Social Networking is abuzz with excitement. Friendstrer has reportedly raised USD 13 million from Kleiner Perkins and Benchmark. WSJ takes a look at some are calling as a bubble:
Most of the social-networking sites operate on the same basic idea: connecting people to new people. In the case of Friendster, an individual — say person A — creates a personal profile and invites friends B, C and D to join with their friends; B accepts and brings in his buddies, as does C, who brings in her friends, and so on, enabling person A to meet friends of friends of friends. Friendster connects to “four degrees of separation,” Mr. Abrams, who founded Friendster, says.
“They’re obviously growing by leaps and bounds and spending no money on marketing,” says Mr. Doerr. “That they’re using very powerful human relationships to connect is really at the core of what makes this for me quite compelling.”

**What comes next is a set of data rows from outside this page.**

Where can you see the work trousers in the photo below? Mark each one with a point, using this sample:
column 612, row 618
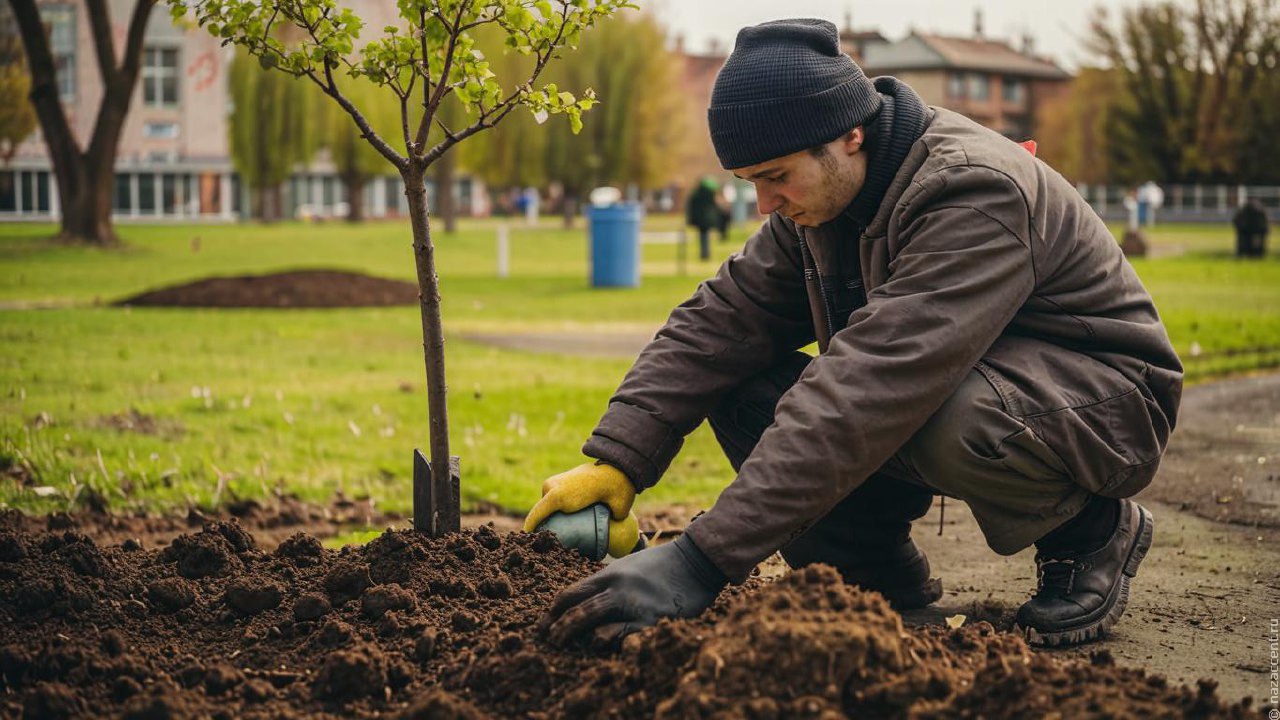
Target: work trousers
column 972, row 450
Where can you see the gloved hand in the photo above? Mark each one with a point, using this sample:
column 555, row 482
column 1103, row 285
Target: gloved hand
column 634, row 592
column 584, row 486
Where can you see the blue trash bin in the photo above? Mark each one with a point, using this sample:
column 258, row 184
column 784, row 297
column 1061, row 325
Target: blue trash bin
column 615, row 244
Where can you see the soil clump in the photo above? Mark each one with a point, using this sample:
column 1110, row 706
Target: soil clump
column 412, row 627
column 297, row 288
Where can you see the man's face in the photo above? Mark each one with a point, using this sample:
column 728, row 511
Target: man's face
column 810, row 188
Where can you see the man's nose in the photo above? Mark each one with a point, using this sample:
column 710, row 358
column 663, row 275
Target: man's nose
column 767, row 201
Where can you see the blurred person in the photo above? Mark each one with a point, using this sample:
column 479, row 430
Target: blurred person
column 703, row 213
column 981, row 336
column 1251, row 229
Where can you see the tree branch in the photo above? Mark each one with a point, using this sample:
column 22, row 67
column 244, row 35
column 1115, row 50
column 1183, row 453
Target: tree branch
column 443, row 86
column 443, row 146
column 100, row 27
column 330, row 89
column 503, row 106
column 133, row 42
column 44, row 83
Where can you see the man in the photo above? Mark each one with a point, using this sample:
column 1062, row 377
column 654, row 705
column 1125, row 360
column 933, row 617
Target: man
column 981, row 336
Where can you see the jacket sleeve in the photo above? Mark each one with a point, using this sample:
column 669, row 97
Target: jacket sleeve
column 961, row 270
column 736, row 324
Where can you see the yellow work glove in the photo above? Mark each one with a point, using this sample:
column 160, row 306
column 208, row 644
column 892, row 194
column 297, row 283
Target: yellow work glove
column 585, row 486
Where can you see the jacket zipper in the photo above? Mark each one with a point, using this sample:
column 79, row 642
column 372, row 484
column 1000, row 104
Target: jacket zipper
column 812, row 273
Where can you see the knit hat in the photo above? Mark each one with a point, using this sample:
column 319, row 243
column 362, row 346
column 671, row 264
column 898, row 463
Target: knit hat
column 786, row 87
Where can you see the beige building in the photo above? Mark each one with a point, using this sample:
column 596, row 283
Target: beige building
column 984, row 78
column 173, row 160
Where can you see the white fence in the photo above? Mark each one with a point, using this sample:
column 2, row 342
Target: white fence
column 1185, row 203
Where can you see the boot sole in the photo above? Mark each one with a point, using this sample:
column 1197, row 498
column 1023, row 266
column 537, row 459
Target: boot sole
column 1100, row 628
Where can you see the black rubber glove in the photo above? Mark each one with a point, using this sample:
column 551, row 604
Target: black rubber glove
column 634, row 592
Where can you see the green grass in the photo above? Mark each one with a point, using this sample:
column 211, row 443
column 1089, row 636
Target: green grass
column 248, row 402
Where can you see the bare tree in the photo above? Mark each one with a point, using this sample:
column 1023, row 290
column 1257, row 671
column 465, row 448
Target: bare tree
column 85, row 173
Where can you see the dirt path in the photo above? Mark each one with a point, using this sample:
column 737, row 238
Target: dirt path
column 1202, row 602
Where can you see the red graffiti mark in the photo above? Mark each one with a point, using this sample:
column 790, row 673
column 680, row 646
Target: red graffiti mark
column 204, row 68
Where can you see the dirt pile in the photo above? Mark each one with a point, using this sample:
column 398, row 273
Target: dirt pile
column 300, row 288
column 411, row 627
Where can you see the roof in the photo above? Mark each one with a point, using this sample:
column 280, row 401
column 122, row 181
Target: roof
column 920, row 51
column 862, row 35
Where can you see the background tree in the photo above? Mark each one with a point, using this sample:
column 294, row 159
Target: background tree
column 428, row 57
column 513, row 155
column 17, row 115
column 273, row 127
column 1074, row 127
column 356, row 160
column 85, row 173
column 640, row 136
column 1185, row 73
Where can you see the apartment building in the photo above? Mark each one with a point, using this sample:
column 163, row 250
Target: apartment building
column 174, row 158
column 984, row 78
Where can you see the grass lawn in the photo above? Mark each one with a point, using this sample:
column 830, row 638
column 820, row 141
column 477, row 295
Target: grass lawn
column 246, row 402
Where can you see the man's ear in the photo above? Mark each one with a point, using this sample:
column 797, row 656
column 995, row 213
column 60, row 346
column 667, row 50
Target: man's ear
column 853, row 140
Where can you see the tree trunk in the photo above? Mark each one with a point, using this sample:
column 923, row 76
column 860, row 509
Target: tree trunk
column 444, row 519
column 86, row 206
column 444, row 177
column 273, row 204
column 355, row 183
column 85, row 177
column 568, row 205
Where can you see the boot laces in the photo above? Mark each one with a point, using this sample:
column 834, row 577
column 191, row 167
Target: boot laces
column 1055, row 575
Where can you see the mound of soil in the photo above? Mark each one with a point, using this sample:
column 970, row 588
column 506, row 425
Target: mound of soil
column 300, row 288
column 411, row 627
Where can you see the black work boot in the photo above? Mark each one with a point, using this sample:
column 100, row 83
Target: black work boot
column 901, row 574
column 1079, row 596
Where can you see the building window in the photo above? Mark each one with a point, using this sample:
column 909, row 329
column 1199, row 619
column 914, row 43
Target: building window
column 147, row 194
column 123, row 201
column 1013, row 90
column 160, row 77
column 160, row 131
column 9, row 192
column 169, row 194
column 60, row 21
column 979, row 87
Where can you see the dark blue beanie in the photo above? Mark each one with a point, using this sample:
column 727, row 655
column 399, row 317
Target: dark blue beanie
column 786, row 87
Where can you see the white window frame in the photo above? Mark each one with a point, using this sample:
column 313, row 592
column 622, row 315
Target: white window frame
column 155, row 72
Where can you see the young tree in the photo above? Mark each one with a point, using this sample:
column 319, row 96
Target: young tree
column 430, row 57
column 272, row 130
column 85, row 174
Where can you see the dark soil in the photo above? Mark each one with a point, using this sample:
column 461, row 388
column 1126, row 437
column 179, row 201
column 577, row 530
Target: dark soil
column 298, row 288
column 411, row 627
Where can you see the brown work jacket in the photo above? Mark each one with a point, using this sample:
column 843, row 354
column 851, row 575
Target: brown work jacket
column 979, row 258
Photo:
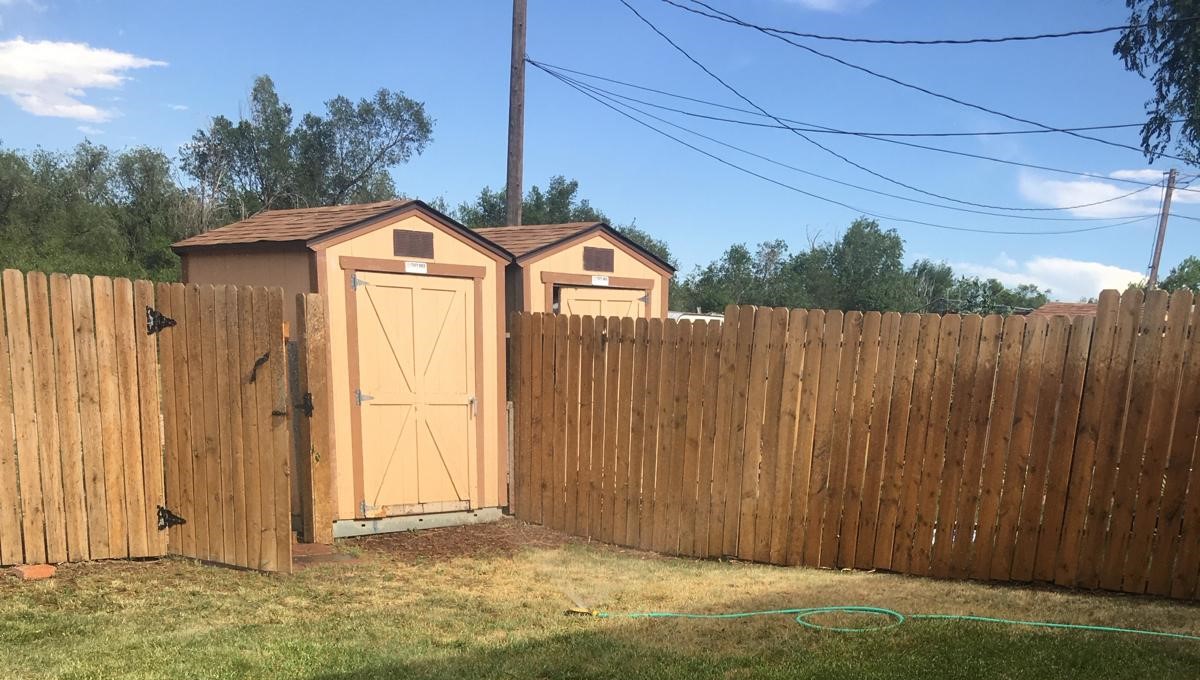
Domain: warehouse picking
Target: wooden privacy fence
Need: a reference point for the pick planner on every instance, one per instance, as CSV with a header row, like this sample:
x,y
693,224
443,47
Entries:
x,y
226,431
999,449
81,470
102,422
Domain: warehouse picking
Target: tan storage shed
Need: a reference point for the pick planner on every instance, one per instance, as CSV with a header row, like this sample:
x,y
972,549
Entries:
x,y
581,268
414,304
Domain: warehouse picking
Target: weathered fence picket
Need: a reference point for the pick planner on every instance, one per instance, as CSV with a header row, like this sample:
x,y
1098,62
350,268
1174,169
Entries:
x,y
1030,450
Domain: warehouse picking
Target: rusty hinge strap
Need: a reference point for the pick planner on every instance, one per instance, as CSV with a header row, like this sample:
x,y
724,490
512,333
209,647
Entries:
x,y
258,363
156,320
167,519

Ethan Watters, author of “Urban Tribes,” a recent book that examines friendships among young, unmarried urbanites, says Friendster has caught on with this group because the complicated tasks that confront them — finding a job, a friend, an apartment, a date or a used-car deal — are facilitated by connections.
Friendster’s users have eclectic aims, but some networking sites specialize. LinkedIn and Ryze.com, for example, focus on matters of employment. Tribe.net functions like online classifieds. (How better to buy a used car than from someone you know?) Meetup.com helped Democratic presidential hopeful Howard Dean with successful grass-roots fund raising. Emode gained steam as a place where users could take personality tests and then connect with like-minded friends.
Sites like Friendster have to be careful about how they grow, says Charlene Li, an analyst with Forrester Research Inc. in San Francisco. “The social networks are great as long as they are small,” she says. But “in order to have a business model, that requires scale, typically,” she adds. “Those two things are inherently in contradiction. It’s a fundamental challenge.”